I'm working a lot with URLs that contain ids and very often, I made a mistake in one digit of the long id and end up with a completely different element. If I don't pay attention, then I end up looking at two elements thinking they are the same and am intrigued until I find out the mistake.

In order to avoid that, I wanted to know if I could make a sequence of ids where making one mistake would not give a valid id. For example, if you have the id 473, then you have to black list all the ids where the first digit is wrong (073, 173, 273, 373, 573, 673, 773, 873, 973) and the second being wrong (403, 413, 423, 433, 443, 453, 463, 483, 493) and the last one (470, 471, 472, 474, 475, 476, 477, 478, 479).

Here is the list of the first pseudo-numbers:

  1. 011
  2. 022
  3. 033
  4. 044
  5. 055
  6. 066
  7. 077
  8. 088
  9. 099
  10. 101
  11. 110
  12. 123
  13. 132
  14. 145
  15. 154
  16. 167
  17. 176
  18. 189
  19. 198
  20. 202
  21. 213
  22. 220
  23. 231
  24. 246
  25. 257
  26. 264
  27. 275
  28. 303
  29. 312
  30. 321
  31. 330
  32. 347
  33. 356
  34. 365
  35. 374
  36. 404
  37. 415
  38. 426
  39. 437
  40. 440
  41. 451
  42. 462
  43. 473
  44. 505
  45. 514
  46. 527
  47. 536
  48. 541
  49. 550
  50. 563
  51. 572
  52. 606
  53. 617
  54. 624
  55. 635
  56. 642
  57. 653
  58. 660
  59. 671
  60. 707
  61. 716
  62. 725
  63. 734
  64. 743
  65. 752
  66. 761
  67. 770
  68. 808
  69. 819
  70. 880
  71. 891
  72. 909
  73. 918
  74. 981
  75. 990

And here is a visual representation of those numbers:

For each digit in the number, we blacklist 9 other numbers. For a 5 digits number (eg 12345), that means blacklisting 45 numbers. For a 10 digits number (eg 1234567890), that means blacklisting 90 numbers. The number of blacklisted numbers only grows at a logarithmic scale.

In order to see how many numbers we lose, I plotted the ratio of pseudo numbers count compared to the real numbers. We can roughly keep one number every fifteen. But the good news is that the ratio doesn't fall off the chart as the numbers grow.

Looking at the numbers, they looked like to go from 10 to 10 but with some huge spikes and sometimes they were closer. So I plotted the difference between two consecutive numbers in a chart and it looks like the difference is centered around 10. But the variance is getting higher and higher as you move further.

I'm not really sure if this sequence can be really useful in practice but that was a fun week-end experiment. I hope it'll give you some, hopefully useful, ideas 🙂

If you liked this article, you might be interested in my Twitter feed as well.
 
  • http://paulisageek.com Paul Tarjan

    This is called a code with Hamming distance 1.

    http://en.wikipedia.org/wiki/Hamming_distance

  • David

    It's actually (minimum) Hamming distance 2. In general, an e-error-correcting, f-error-detecting code has minimum Hamming distance at least e+f+1. This is a 0-error-correcting, 1-error detecting code, so the minimum Hamming distance is at least 2.

    An easier construction is to use the first two digits as message digits and the final one as a parity digit: if the id is 57, use 572 in your URL (2 because 5 + 7 = 2 mod 10). That will give you 100 codewords ("pseudo-numbers") instead of the 76 in your construction, and it'll still be 0-error-correcting, 1-error-detecting.

  • http://www.facebook.com/vjeux Christopher Chedeau

    Thanks for the explanation. It makes me realize that the construction I am using is a greedy way to solve the problem. I start at 0, blacklist all the elements and find the next valid one in increasing order.

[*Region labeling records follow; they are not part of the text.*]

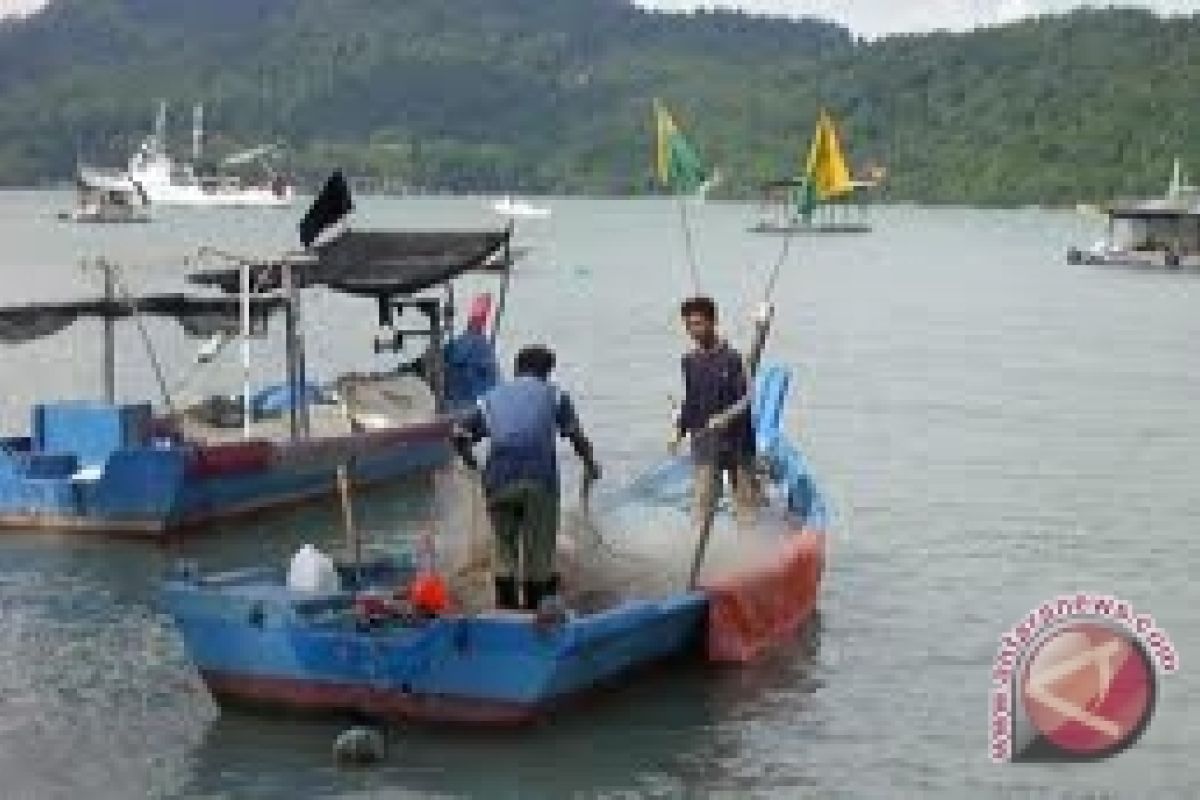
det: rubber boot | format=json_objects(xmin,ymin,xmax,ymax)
[
  {"xmin": 521, "ymin": 581, "xmax": 546, "ymax": 612},
  {"xmin": 496, "ymin": 578, "xmax": 521, "ymax": 610}
]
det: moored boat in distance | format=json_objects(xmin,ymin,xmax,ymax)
[
  {"xmin": 162, "ymin": 368, "xmax": 826, "ymax": 724},
  {"xmin": 1067, "ymin": 158, "xmax": 1200, "ymax": 269},
  {"xmin": 750, "ymin": 110, "xmax": 886, "ymax": 234},
  {"xmin": 80, "ymin": 103, "xmax": 295, "ymax": 207},
  {"xmin": 0, "ymin": 219, "xmax": 511, "ymax": 535},
  {"xmin": 492, "ymin": 194, "xmax": 551, "ymax": 219},
  {"xmin": 59, "ymin": 169, "xmax": 150, "ymax": 224}
]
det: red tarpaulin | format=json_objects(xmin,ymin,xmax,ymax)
[{"xmin": 702, "ymin": 528, "xmax": 824, "ymax": 663}]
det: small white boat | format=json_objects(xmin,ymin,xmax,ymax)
[
  {"xmin": 59, "ymin": 169, "xmax": 150, "ymax": 223},
  {"xmin": 492, "ymin": 194, "xmax": 550, "ymax": 219},
  {"xmin": 80, "ymin": 103, "xmax": 295, "ymax": 207},
  {"xmin": 1067, "ymin": 158, "xmax": 1200, "ymax": 269}
]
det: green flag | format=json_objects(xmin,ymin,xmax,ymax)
[{"xmin": 654, "ymin": 100, "xmax": 708, "ymax": 194}]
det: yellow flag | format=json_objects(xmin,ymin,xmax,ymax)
[
  {"xmin": 804, "ymin": 109, "xmax": 854, "ymax": 200},
  {"xmin": 654, "ymin": 100, "xmax": 707, "ymax": 192}
]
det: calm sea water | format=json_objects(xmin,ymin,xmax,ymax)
[{"xmin": 0, "ymin": 193, "xmax": 1200, "ymax": 798}]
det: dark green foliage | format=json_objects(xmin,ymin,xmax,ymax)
[{"xmin": 0, "ymin": 0, "xmax": 1200, "ymax": 204}]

If I picked another one, I could find more codewords in the same space.

    Now the question is, do you know how to find the maximum number of codewords we can make for a given number of digits and how to construct that sequence. Is it the modulo? If yes, how do you generalize it to more than 2 digits?

    Thanks!

  • David

    The same construction works for more digits. For example, you would encode 88273 to 882738, since 8+8+2+7+3=8 (mod 10). This parity check code produces the maximum possible number of codewords for a 1-error-detecting code. If you're skeptical, you can check the Wikipedia article 'Singleton bound' for mathematical proof.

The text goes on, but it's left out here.